What is TES?
The Tropospheric Emissions Spectrometer (TES) was a Fourier Transform Spectrometer (FTS) that measured the infrared-light energy (radiance) emitted by Earth's surface and by gases and particles in Earth's atmosphere. Every substance warmer than absolute zero emits infrared radiation at certain signature wavelengths. The gases in the atmosphere also absorb infrared radiation emitted from the Earth’s surface. Spectrometers, like those equipped on TES, measure this radiation as a means of identifying the substances.
What TES Measures
TES was the first satellite instrument to use spectrometers to provide simultaneous concentrations of carbon monoxide (CO), ozone (O3), water vapor (H2O) and methane (CH4) throughout Earth’s lower atmosphere. This lower atmosphere (the troposphere) is situated between the surface and the height at which aircraft fly, and is an important part of the atmosphere that we often impact with our activities. This is also where gases such as ozone (O3) are formed, transported, and interact with other gases, and where much of the atmospheric water cycle is dictated. Understanding the distribution and movement of these and other trace gases is vital if we are to understand and correctly represent climate and air quality.
TES had very high spectral resolution, which gave it the ability to pinpoint the wavelengths at which the substances are emitting. This enabled precise identification of the substances, and also provided information about their location in the atmosphere. Emission wavelengths can vary with temperature and pressure, so seeing the emissions with great precision enables scientists to infer the temperature and pressure of the chemicals from which they came. This, in turn, implies that the chemicals being observed are at a certain altitude where those temperatures and pressures apply. The ability to determine the altitude of the observed chemicals enabled TES to distinguish radiation from the upper and lower atmosphere, and focus on the lower layer - the troposphere. The location of these substances is mapped in three dimensions - not only with regard to latitude and longitude, but also altitude. TES also measured how conditions vary over time, at global, regional, and local scales.
Routine standard products from TES include vertically-resolved profiles for ozone (O3), carbon monoxide (CO), water vapor (H2O), deuterated water vapor (HDO) and methane (CH4). TES made use of a variety of special observations that provided denser spatial sampling along orbits, and a continuous-coverage mode (called a transect) to detect air pollution. Ozone (O3) profiles, atmospheric temperature, concentrations of water vapor (H2O) and deuterated water vapor (HDO), carbon monoxide (CO) and methane (CH4), effective cloud pressure and optical depth, surface temperature and land emissivity are all derived from TES radiance spectra.
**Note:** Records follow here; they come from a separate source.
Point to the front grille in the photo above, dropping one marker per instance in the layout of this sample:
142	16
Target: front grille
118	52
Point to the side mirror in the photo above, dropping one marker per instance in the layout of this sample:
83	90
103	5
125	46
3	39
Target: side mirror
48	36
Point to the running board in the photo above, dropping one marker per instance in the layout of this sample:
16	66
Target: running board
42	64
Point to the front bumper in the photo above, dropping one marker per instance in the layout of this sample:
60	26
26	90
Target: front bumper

TES data also includes specially processed products, including ammonia (NH3), methanol (CH3OH), formic acid (HCOOH), carbonyl sulfide (OCS), and Peroxy acetylnitrate (PAN).
How Does TES Work?
Specifically, TES is a Fourier Transfer Infrared Spectrometer (FTIR) that measured the infrared-light energy (radiance) emitted by Earth’s surface and by gases and particles in the troposphere. The basic principle of FTIR's is to split and recombine a beam of light such that the recombined beam produces a wavelength-dependent interference pattern. Every substance (so long as it is warmer than absolute zero) emits infrared radiation at certain signature wavelengths — emissivity is a measure of a material’s ability to absorb and radiate energy. The emission wavelengths of Earth’s atmosphere vary with cloud cover and the concentration of the various gases and particles that absorb and emit infrared energy, and according to the pressures and temperatures at which these are found. Since the emission wavelengths vary with temperature and pressure, and temperature and pressure vary with altitude, if emission spectra are measured very precisely, we can infer the altitude of the chemical species.
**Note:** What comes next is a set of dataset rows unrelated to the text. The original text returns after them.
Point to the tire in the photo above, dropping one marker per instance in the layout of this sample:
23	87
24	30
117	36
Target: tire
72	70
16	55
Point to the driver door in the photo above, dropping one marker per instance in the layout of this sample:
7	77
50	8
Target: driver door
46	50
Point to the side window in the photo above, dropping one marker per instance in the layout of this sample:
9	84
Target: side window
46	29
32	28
The TES instrument was designed with very fine spectral resolution, making one scan every 4 or 16 seconds at a spectral resolution of 0.1 cm-1 or 0.025 cm-1, respectively. This fine spectral resolution enabled TES to pinpoint the wavelengths at which key substances are emitting and measure their pressure-broadened infrared absorption lines in the troposphere. These lines are used to identify the substances and determine their altitude within the troposphere.
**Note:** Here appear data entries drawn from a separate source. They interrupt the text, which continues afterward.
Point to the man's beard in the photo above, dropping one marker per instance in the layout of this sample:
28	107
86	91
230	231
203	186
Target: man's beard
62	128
TES measurements are also helped to determine local atmospheric temperature and humidity profiles, local surface temperatures, and local surface reflectance and emittance (that is, the amount of sunlight reflected, and the amount of heat emitted by Earth’s surface). In response to the ever-changing cloud properties within a TES observed footprint and the changing thermal properties of the atmosphere and Earth’s surface, the amount of vertical sensitivity in the TES retrievals changed from scan to scan.
The averaging kernel is an important measure for understanding the vertical sensitivity of a TES profile and these averaging kernels are provided in the data product for each TES scan. Another important metric for understanding TES retrievals is the degrees of freedom for signal (or DOFS). DOFS indicates the number of independent information from the TES measurement in the vertically retrieved species profile.